If you want to bootstrap you could use random.choice() on your observed series.

Here I'll assume you'd like to smooth a bit more than that and you aren't concerned with generating new extreme values.

Use pandas.Series.quantile() and a uniform [0,1] random number generator, as follows.

Training

• Put your random sample into a pandas Series, call this series S

Production

1. Generate a random number u between 0.0 and 1.0 the usual way, e.g., random.random()
2. return S.quantile(u)

If you'd rather use numpy than pandas, from a quick reading it looks like you can substitute numpy.percentile() in step 2.

Principle of Operation:

From the sample S, pandas.series.quantile() or numpy.percentile() is used to calculate the inverse cumulative distribution function for the method of Inverse transform sampling. The quantile or percentile function (relative to S) transforms a uniform [0,1] pseudo random number to a pseudo random number having the range and distribution of the sample S.

Simple Sample Code

If you need to minimize coding and don't want to write and use functions that only returns a single realization, then it seems numpy.percentile bests pandas.Series.quantile.

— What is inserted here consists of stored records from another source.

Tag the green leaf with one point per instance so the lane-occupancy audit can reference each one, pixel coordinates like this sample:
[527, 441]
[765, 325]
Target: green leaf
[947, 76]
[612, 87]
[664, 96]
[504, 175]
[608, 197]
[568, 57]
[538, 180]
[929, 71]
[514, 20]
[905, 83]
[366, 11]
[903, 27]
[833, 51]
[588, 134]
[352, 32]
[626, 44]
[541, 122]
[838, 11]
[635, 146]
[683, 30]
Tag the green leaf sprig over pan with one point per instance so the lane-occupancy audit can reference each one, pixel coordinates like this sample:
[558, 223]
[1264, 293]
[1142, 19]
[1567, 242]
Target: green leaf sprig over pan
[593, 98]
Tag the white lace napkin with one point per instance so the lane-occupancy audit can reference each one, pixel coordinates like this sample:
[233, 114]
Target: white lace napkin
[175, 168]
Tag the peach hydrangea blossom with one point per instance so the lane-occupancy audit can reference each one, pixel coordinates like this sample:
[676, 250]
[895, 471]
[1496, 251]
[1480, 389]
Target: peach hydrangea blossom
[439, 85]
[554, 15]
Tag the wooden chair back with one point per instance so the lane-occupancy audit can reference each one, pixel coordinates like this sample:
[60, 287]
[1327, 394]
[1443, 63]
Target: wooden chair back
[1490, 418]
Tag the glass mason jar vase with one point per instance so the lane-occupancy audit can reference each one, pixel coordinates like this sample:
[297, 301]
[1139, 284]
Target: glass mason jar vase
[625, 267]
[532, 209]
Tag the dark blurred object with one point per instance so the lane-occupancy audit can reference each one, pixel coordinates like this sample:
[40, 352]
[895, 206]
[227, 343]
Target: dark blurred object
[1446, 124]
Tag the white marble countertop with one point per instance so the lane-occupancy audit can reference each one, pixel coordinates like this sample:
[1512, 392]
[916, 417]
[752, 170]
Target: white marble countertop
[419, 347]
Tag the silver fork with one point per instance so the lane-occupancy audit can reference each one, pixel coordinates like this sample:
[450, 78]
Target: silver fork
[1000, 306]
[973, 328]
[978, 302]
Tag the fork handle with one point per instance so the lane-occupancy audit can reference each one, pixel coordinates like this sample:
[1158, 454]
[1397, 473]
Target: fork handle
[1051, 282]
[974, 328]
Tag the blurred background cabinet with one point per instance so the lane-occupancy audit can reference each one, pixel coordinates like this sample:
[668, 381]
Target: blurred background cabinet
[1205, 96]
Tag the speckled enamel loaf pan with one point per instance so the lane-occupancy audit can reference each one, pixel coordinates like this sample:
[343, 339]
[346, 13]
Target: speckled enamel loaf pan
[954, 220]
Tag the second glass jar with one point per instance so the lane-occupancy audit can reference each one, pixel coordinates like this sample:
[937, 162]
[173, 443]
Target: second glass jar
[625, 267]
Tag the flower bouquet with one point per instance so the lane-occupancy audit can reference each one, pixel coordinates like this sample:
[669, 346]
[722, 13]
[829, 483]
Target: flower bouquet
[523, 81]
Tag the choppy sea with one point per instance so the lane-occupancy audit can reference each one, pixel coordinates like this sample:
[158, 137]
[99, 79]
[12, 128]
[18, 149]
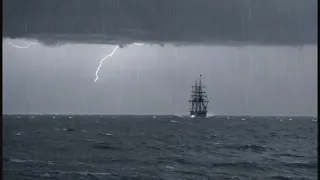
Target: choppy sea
[158, 147]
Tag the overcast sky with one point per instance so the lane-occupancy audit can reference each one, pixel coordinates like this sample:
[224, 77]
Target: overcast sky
[265, 66]
[156, 80]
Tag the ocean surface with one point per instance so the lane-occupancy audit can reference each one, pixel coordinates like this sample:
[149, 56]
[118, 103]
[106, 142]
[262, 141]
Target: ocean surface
[158, 147]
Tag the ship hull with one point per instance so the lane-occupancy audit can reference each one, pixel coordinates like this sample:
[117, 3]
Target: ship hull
[198, 114]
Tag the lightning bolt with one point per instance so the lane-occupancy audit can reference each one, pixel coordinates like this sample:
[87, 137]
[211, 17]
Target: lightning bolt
[111, 54]
[21, 47]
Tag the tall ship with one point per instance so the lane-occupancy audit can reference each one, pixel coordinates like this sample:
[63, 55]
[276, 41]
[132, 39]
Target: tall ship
[198, 101]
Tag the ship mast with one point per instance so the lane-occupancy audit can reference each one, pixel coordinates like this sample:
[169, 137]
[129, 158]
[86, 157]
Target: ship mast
[199, 99]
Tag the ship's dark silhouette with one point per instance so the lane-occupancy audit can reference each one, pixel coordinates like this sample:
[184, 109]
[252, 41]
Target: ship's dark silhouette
[199, 100]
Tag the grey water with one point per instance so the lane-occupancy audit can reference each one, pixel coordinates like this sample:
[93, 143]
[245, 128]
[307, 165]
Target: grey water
[158, 147]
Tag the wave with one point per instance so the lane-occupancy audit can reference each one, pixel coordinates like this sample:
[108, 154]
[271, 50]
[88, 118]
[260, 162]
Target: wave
[252, 147]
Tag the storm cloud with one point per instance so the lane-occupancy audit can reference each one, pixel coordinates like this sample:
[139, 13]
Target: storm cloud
[162, 21]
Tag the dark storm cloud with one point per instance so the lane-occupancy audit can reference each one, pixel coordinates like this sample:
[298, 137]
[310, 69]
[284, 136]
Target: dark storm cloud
[162, 21]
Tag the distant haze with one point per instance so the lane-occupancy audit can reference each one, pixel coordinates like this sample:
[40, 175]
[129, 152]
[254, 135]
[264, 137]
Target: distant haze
[256, 57]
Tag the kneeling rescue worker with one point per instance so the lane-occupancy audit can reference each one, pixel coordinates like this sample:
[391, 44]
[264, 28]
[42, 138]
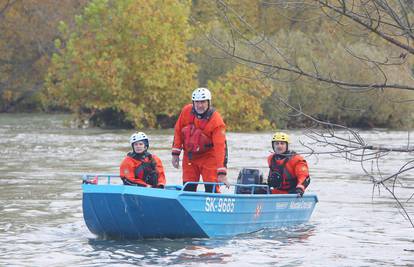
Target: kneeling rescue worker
[140, 167]
[289, 173]
[200, 132]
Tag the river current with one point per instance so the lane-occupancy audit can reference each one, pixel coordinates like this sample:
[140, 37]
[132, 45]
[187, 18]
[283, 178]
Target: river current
[41, 222]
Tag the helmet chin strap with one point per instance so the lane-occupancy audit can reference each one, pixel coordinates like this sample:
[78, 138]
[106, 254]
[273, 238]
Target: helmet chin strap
[202, 114]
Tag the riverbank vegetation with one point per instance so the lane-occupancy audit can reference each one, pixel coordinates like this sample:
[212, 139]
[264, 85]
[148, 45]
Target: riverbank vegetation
[132, 63]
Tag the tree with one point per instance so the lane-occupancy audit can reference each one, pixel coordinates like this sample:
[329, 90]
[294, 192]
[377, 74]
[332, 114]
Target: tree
[27, 31]
[128, 56]
[360, 55]
[239, 98]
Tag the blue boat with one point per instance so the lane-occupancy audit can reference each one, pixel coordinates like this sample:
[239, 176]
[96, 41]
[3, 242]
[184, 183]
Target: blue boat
[117, 211]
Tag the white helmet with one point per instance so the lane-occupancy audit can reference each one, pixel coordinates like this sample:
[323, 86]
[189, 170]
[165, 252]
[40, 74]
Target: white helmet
[201, 94]
[140, 136]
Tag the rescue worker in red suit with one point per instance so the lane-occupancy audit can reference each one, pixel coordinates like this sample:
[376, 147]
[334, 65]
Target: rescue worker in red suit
[289, 173]
[140, 167]
[200, 132]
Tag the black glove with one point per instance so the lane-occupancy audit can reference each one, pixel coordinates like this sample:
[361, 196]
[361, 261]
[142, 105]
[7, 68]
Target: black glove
[152, 178]
[299, 192]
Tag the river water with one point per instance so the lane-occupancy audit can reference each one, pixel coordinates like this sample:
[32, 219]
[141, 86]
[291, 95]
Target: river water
[41, 223]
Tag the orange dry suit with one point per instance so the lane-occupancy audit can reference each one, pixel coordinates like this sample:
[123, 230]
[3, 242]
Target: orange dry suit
[203, 140]
[288, 171]
[143, 169]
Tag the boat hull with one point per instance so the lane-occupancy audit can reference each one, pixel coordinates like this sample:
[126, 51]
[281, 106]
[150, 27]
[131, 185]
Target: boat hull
[128, 212]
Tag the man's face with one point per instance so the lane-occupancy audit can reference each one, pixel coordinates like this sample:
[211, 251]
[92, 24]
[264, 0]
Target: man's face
[139, 147]
[201, 106]
[280, 147]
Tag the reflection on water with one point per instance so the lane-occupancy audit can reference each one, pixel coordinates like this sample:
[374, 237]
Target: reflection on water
[41, 223]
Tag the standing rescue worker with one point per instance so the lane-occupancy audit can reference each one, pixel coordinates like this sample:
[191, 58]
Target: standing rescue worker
[289, 173]
[201, 133]
[140, 167]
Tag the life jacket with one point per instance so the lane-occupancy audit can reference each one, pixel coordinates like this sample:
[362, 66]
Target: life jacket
[195, 141]
[279, 176]
[146, 171]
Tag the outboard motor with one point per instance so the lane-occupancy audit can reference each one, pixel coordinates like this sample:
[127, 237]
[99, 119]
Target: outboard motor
[250, 176]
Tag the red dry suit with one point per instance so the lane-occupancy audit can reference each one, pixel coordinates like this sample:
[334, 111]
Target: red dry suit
[143, 169]
[204, 144]
[292, 172]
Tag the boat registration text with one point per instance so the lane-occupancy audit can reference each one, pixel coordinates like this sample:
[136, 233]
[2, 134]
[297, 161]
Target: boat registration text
[219, 204]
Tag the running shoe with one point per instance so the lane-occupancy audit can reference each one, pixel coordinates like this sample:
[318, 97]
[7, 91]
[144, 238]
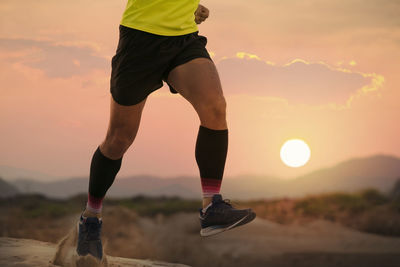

Let S be a pre-existing sample.

u will be the new uniform random numbers

newR will be the new randoms drawn from a S-like distribution.

>>> import numpy as np

I need a sample of the kind of random numbers to be duplicated to put in S.

For the purposes of creating an example, I am going to raise some uniform [0,1] random numbers to the third power and call that the sample S. By choosing to generate the example sample in this way, I will know in advance -- from the mean being equal to the definite integral of (x^3)(dx) evaluated from 0 to 1 -- that the mean of S should be 1/(3+1) = 1/4 = 0.25

In your application, you would need to do something else instead, perhaps read a file, to create a numpy array S containing the data sample whose distribution is to be duplicated.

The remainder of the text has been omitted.